1センチ四方のほくろの組織を2千気圧の高圧に10分間さらし、皮膚の主要成分のコラーゲンを傷つけずに母斑細胞を含む細胞を破壊。その後、拒絶反応が起きないマウスに移植して様子を見ると、半年後から白っぽくなり、1年後にはほぼ色素が消えた。高圧処理をせずに移植した組織は1年後も色が変わらなかった。
グループの森本尚樹准教授(形成外科学)によると、母斑細胞がメラニン色素をつくることは知られていたが、どうすればほくろを消せるかは、十分検証されてこなかったという。

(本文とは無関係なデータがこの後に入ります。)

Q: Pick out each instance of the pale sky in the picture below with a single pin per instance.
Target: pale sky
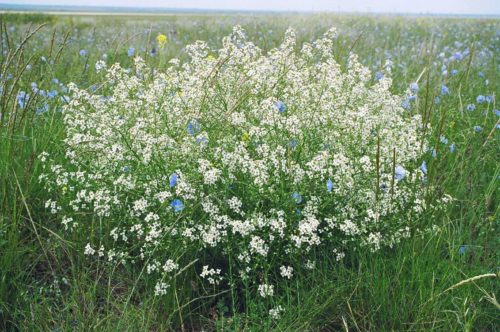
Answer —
(488, 7)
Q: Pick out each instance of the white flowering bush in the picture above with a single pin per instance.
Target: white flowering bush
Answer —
(261, 160)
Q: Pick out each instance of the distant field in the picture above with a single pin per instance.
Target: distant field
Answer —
(280, 188)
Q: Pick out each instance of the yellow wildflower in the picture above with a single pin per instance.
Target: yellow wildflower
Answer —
(162, 40)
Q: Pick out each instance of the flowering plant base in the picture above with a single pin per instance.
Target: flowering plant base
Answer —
(262, 160)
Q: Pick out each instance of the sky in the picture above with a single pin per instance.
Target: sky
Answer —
(477, 7)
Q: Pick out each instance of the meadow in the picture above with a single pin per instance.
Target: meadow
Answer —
(244, 188)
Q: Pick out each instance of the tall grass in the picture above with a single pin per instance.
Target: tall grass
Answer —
(47, 284)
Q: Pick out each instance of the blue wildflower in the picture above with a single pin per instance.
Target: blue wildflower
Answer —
(414, 87)
(194, 127)
(201, 140)
(423, 167)
(296, 198)
(406, 104)
(172, 180)
(177, 205)
(445, 90)
(399, 172)
(43, 109)
(280, 106)
(329, 185)
(22, 98)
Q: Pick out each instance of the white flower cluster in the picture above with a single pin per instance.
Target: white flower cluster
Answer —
(263, 155)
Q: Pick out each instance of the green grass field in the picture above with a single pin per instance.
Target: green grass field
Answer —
(445, 278)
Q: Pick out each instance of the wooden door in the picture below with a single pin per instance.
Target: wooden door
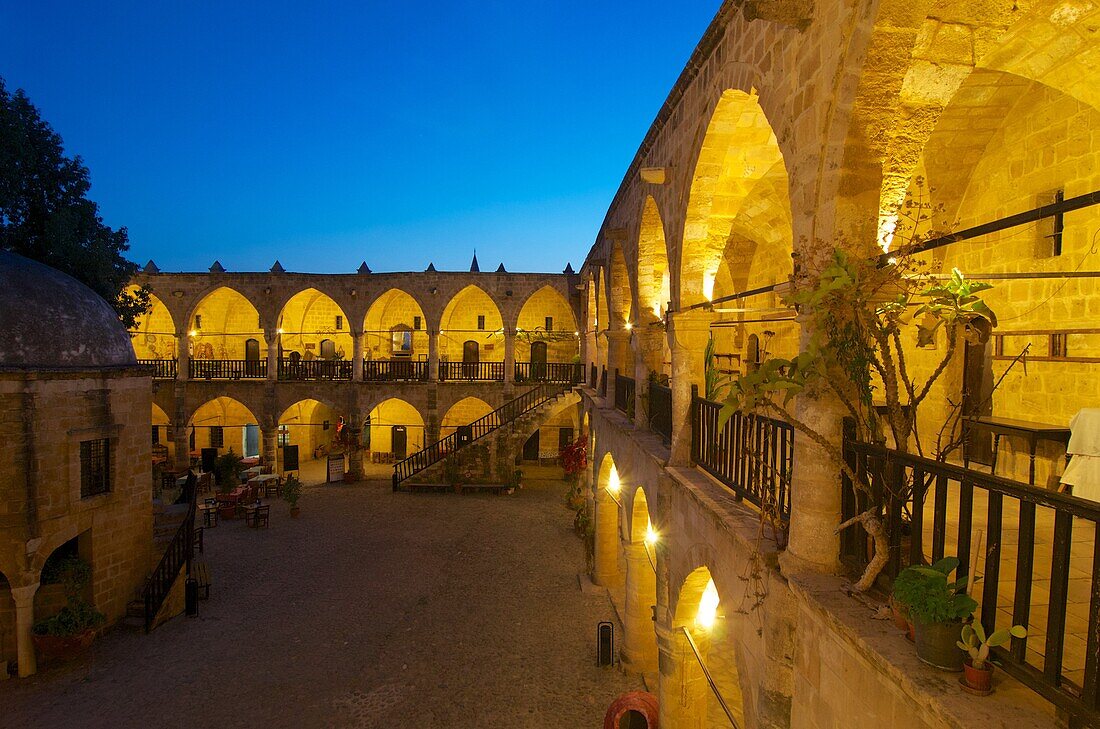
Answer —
(399, 442)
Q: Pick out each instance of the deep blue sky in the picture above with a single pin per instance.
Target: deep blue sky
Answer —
(325, 133)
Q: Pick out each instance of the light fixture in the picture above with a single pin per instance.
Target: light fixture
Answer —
(707, 606)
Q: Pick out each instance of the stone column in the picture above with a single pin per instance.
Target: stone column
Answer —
(607, 541)
(356, 353)
(272, 337)
(433, 355)
(183, 355)
(815, 500)
(24, 620)
(689, 332)
(639, 641)
(268, 438)
(509, 356)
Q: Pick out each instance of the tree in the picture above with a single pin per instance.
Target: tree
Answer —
(45, 213)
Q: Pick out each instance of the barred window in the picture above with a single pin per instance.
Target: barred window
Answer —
(95, 467)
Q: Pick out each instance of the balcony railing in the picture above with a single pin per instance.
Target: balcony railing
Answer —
(660, 410)
(624, 394)
(395, 371)
(567, 373)
(314, 369)
(486, 372)
(751, 454)
(162, 368)
(1038, 561)
(227, 368)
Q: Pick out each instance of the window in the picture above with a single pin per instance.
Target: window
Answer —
(1059, 345)
(95, 467)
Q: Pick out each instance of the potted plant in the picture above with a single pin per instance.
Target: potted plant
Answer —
(937, 607)
(977, 669)
(73, 629)
(292, 492)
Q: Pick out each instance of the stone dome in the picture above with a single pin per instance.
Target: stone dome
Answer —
(50, 320)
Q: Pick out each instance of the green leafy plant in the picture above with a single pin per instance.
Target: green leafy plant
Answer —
(934, 597)
(292, 490)
(977, 645)
(77, 616)
(227, 468)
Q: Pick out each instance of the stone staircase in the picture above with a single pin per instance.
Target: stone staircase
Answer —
(510, 418)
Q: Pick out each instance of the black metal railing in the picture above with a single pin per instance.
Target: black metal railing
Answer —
(1055, 538)
(660, 410)
(477, 429)
(176, 556)
(395, 371)
(549, 372)
(227, 368)
(752, 455)
(162, 368)
(625, 388)
(492, 372)
(312, 369)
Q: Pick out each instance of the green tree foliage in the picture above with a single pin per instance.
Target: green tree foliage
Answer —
(45, 213)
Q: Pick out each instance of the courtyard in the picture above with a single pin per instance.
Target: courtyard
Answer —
(372, 609)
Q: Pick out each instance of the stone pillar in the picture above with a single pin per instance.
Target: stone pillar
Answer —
(607, 542)
(24, 620)
(509, 356)
(272, 337)
(268, 438)
(356, 354)
(815, 501)
(689, 332)
(183, 355)
(639, 641)
(433, 355)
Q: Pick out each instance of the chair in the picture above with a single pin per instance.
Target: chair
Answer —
(259, 516)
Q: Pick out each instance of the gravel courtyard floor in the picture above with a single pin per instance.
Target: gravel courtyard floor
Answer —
(373, 610)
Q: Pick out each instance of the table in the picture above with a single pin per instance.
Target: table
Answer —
(1033, 432)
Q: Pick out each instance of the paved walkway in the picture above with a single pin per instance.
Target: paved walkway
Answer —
(373, 610)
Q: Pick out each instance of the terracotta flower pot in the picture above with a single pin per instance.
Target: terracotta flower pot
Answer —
(936, 644)
(64, 648)
(977, 681)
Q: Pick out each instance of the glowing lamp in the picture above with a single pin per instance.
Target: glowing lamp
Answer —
(707, 607)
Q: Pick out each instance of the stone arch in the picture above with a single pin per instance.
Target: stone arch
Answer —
(395, 310)
(307, 319)
(561, 339)
(233, 418)
(463, 412)
(701, 612)
(471, 315)
(154, 332)
(310, 424)
(738, 151)
(220, 323)
(387, 415)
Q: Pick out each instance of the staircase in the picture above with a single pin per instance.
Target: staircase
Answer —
(528, 402)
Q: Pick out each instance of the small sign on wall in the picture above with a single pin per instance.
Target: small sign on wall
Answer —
(336, 468)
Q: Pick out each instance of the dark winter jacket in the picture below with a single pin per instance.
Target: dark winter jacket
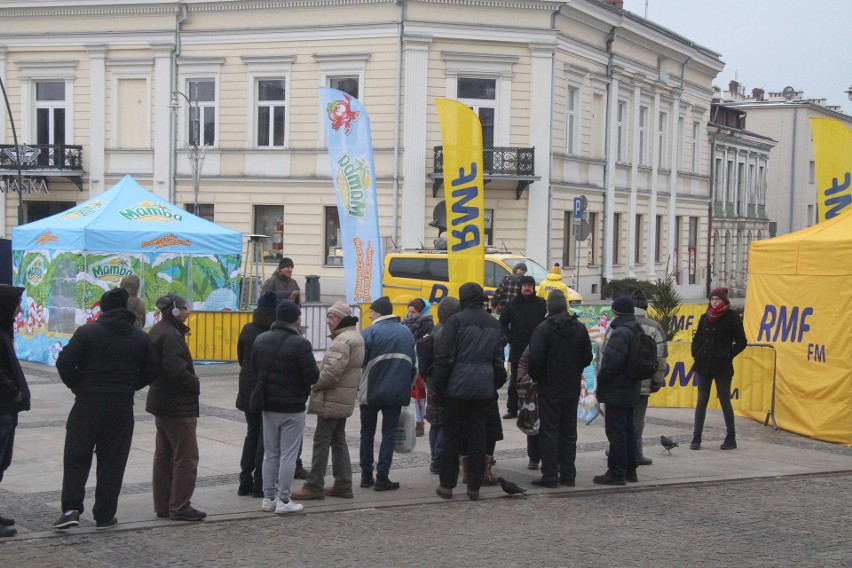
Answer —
(519, 319)
(14, 392)
(108, 360)
(614, 386)
(284, 362)
(262, 319)
(390, 364)
(469, 364)
(715, 345)
(560, 349)
(175, 391)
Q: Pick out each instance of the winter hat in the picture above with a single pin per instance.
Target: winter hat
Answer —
(382, 306)
(622, 305)
(113, 299)
(169, 302)
(267, 300)
(556, 302)
(340, 309)
(287, 311)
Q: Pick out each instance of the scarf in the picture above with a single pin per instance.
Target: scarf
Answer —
(713, 314)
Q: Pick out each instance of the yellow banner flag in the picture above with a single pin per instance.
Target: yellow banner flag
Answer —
(463, 189)
(833, 160)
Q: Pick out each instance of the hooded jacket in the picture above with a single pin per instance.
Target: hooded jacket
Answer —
(175, 391)
(560, 349)
(469, 364)
(135, 304)
(108, 360)
(14, 392)
(333, 395)
(262, 319)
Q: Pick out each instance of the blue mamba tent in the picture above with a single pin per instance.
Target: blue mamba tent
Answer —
(67, 261)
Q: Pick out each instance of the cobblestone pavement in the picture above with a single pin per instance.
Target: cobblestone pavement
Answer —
(789, 521)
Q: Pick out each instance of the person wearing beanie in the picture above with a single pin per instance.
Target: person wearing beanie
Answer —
(104, 364)
(552, 282)
(385, 387)
(282, 282)
(655, 383)
(559, 351)
(333, 401)
(719, 338)
(620, 393)
(14, 391)
(251, 461)
(173, 399)
(468, 370)
(284, 364)
(518, 320)
(509, 287)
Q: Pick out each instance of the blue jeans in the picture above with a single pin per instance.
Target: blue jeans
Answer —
(8, 423)
(369, 420)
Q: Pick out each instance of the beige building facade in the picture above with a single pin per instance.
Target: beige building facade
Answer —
(576, 99)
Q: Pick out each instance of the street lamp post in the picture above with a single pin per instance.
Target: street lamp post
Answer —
(194, 149)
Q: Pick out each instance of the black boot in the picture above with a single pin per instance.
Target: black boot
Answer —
(696, 442)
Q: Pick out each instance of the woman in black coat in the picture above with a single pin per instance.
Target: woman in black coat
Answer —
(720, 337)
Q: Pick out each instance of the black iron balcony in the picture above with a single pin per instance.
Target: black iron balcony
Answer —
(39, 162)
(498, 163)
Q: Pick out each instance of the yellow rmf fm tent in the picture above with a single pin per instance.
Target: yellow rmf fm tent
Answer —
(799, 299)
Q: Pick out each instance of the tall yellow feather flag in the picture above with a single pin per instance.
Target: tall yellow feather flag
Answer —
(833, 160)
(462, 138)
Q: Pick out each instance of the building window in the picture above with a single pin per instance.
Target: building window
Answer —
(637, 240)
(571, 121)
(202, 114)
(333, 240)
(205, 210)
(643, 135)
(270, 112)
(50, 112)
(592, 239)
(662, 123)
(480, 95)
(269, 221)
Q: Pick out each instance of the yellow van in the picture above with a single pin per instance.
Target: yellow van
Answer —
(424, 274)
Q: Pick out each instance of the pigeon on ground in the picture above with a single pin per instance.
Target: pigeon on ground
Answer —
(668, 444)
(511, 488)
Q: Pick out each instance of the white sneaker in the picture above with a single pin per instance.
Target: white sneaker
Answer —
(288, 507)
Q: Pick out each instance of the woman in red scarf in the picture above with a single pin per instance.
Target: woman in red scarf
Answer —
(720, 337)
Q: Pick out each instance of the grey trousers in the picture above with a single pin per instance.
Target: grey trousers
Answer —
(282, 437)
(330, 433)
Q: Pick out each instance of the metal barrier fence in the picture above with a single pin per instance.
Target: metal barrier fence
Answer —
(214, 335)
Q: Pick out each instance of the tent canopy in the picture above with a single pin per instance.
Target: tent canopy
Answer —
(127, 218)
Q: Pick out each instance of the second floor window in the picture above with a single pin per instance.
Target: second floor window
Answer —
(270, 112)
(202, 114)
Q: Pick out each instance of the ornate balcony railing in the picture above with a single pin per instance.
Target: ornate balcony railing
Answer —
(39, 162)
(499, 162)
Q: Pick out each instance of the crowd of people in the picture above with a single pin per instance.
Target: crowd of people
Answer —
(453, 370)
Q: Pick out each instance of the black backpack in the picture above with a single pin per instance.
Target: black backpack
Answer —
(642, 358)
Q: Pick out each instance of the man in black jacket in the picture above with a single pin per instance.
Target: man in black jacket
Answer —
(518, 319)
(468, 369)
(14, 392)
(560, 349)
(104, 364)
(620, 393)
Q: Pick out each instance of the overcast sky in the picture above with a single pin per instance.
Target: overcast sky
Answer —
(768, 44)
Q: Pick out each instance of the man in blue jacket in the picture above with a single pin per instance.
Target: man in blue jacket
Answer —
(385, 387)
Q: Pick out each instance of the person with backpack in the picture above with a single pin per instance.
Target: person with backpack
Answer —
(619, 390)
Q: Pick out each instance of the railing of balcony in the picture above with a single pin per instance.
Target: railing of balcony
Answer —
(59, 157)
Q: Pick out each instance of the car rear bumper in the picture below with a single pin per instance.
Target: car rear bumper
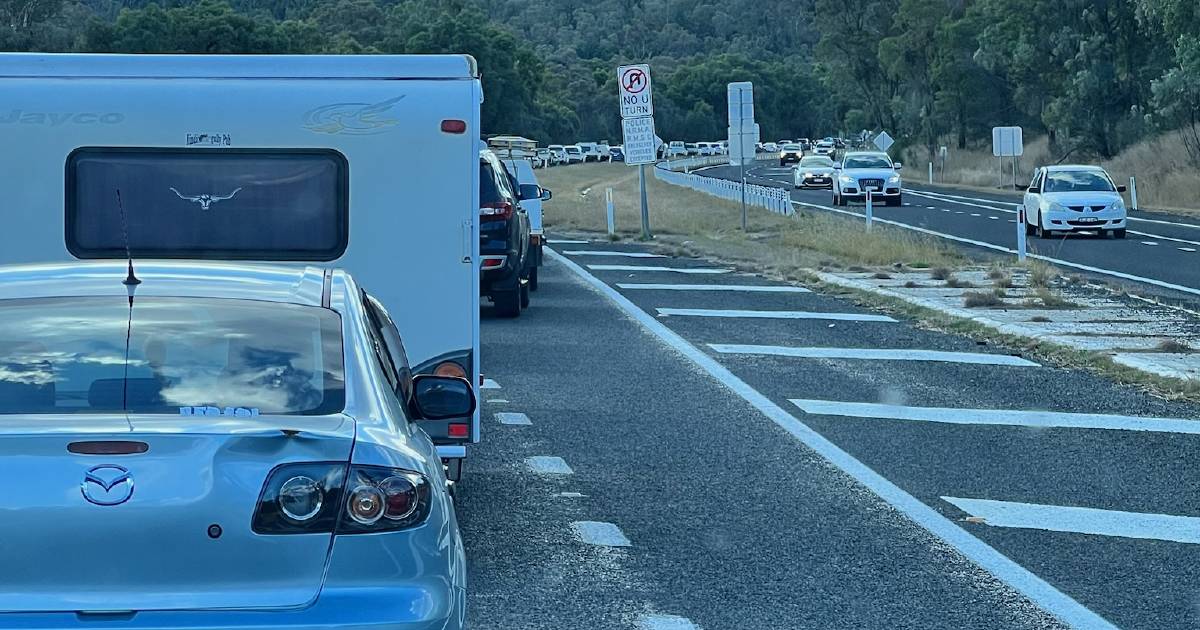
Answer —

ほくろを消すためによく用いられるレーザーは、メラニン色素が標的で、生き残った母斑細胞で再発することが少なくない。このため、森本さんらは今回の手法で、2万人に1人ほどの割合でいるとされる先天性巨大色素性母斑の人のほくろを消す臨床研究を開始。切り取ったほくろの組織を高圧処理してもとに戻す。昨年から10人に実施し、経過を調べている。「人では3カ月後ぐらいから色素が消え始める。先進医療で使えるように、来年から新たな臨床研究を始めたい」と森本さんは話す。成果は米科学誌プロスワンに掲載された。(阿部彰芳)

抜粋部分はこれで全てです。